I’m wondering whether I need to create a new category for this blog. Because it’s not chiefly the architecture of Farringdon that’s great – or rather, the architecture of the Farringdons.
No, it’s more the concept. The idea. The notion of the station(s). The way the old and the new face each other, taciturn but benevolent, like two generations of the same family across a kitchen table.
Maybe I’m being ‘Don quixotic. After all, they’re only entrances to buildings. Yet I have to confess to loving the arrangement here. The veteran (left) and the newcomer (right) eye each other with polite detachment, sharing the same name but hailing from very different backgrounds, straddling in just a few paces the Underground’s oldest of pasts and freshest of futures.

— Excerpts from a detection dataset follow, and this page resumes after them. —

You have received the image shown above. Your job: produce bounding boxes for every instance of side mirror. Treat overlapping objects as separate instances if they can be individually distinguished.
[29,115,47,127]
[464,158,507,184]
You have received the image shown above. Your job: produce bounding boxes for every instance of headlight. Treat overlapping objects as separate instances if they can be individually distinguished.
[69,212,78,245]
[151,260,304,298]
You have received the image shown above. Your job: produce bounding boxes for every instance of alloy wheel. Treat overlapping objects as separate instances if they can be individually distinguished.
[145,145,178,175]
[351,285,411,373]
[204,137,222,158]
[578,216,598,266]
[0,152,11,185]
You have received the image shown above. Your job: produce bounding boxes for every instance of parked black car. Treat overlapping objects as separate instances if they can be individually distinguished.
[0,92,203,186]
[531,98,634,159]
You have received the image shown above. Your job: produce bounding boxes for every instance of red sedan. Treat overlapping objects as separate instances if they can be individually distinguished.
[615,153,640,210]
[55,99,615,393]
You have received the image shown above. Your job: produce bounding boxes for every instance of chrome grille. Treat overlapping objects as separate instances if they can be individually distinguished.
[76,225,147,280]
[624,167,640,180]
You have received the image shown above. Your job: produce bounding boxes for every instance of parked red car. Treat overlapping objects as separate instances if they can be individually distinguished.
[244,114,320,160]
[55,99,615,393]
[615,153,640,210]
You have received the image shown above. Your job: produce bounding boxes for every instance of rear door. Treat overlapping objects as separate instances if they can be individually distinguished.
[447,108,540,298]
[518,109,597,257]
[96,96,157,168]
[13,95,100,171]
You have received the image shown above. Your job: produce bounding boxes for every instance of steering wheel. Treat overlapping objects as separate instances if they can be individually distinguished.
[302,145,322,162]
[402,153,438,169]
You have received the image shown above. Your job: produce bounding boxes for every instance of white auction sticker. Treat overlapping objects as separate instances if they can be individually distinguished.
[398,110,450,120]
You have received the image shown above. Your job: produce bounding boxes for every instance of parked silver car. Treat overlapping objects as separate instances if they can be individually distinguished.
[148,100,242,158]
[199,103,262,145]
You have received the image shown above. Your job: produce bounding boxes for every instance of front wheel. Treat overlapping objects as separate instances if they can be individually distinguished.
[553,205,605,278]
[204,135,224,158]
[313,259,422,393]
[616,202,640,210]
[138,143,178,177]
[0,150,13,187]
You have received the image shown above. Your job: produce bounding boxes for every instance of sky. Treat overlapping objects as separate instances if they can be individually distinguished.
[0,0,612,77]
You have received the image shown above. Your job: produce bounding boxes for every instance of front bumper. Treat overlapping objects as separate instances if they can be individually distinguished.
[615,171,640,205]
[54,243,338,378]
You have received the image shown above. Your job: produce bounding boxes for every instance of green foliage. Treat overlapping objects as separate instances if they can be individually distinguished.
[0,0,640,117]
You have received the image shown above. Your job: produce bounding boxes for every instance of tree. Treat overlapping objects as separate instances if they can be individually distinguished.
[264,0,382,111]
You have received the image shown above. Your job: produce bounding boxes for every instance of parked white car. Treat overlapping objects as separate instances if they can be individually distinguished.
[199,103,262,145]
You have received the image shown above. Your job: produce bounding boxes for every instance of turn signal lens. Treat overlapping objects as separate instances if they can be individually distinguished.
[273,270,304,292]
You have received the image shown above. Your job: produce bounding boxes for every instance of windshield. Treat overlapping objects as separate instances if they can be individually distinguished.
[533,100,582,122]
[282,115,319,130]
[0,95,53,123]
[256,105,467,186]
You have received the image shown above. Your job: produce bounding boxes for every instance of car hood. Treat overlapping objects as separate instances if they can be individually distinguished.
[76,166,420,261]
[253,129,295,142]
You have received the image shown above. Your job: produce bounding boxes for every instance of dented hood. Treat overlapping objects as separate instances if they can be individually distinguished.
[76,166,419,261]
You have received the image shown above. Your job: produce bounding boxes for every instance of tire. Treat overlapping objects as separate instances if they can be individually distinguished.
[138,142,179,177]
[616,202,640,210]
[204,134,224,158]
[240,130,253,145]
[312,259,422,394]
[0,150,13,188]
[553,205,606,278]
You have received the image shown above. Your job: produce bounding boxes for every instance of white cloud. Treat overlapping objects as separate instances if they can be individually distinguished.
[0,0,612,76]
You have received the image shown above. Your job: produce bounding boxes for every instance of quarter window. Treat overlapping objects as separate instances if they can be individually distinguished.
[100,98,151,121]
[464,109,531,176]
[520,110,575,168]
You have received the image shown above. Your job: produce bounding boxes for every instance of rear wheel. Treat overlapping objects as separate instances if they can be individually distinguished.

Stand in the middle and swivel. You rotate through 150 years of history. Old Man Farringdon shares an age almost as advanced as the network itself and wears its ancestry moderately well, including its brief rebranding in the 1920s as…
Its great-great-great-grandson, meanwhile, only has eyes on what’s to come: a career as one of London’s most intoxicating interchanges, where Thameslink meets Crossrail.
Exciting things are destined for the Farringdons. They’re on the way up, climbing the social ladder with a ferocity that would in other circumstances win them recurring fawning profiles in the Evening Standard. While the family retainer creeps towards a third century of patriarchal pride, its stylish new sibling looks set for a lifetime hosting ever-increasing armies of patrons.
Many many millions more people than now will pass through this area in decades to come, either above or below ground. Usage will rise, as will its profile and, hopefully, its sense of prestige. The only thing dropping will be the pantograph.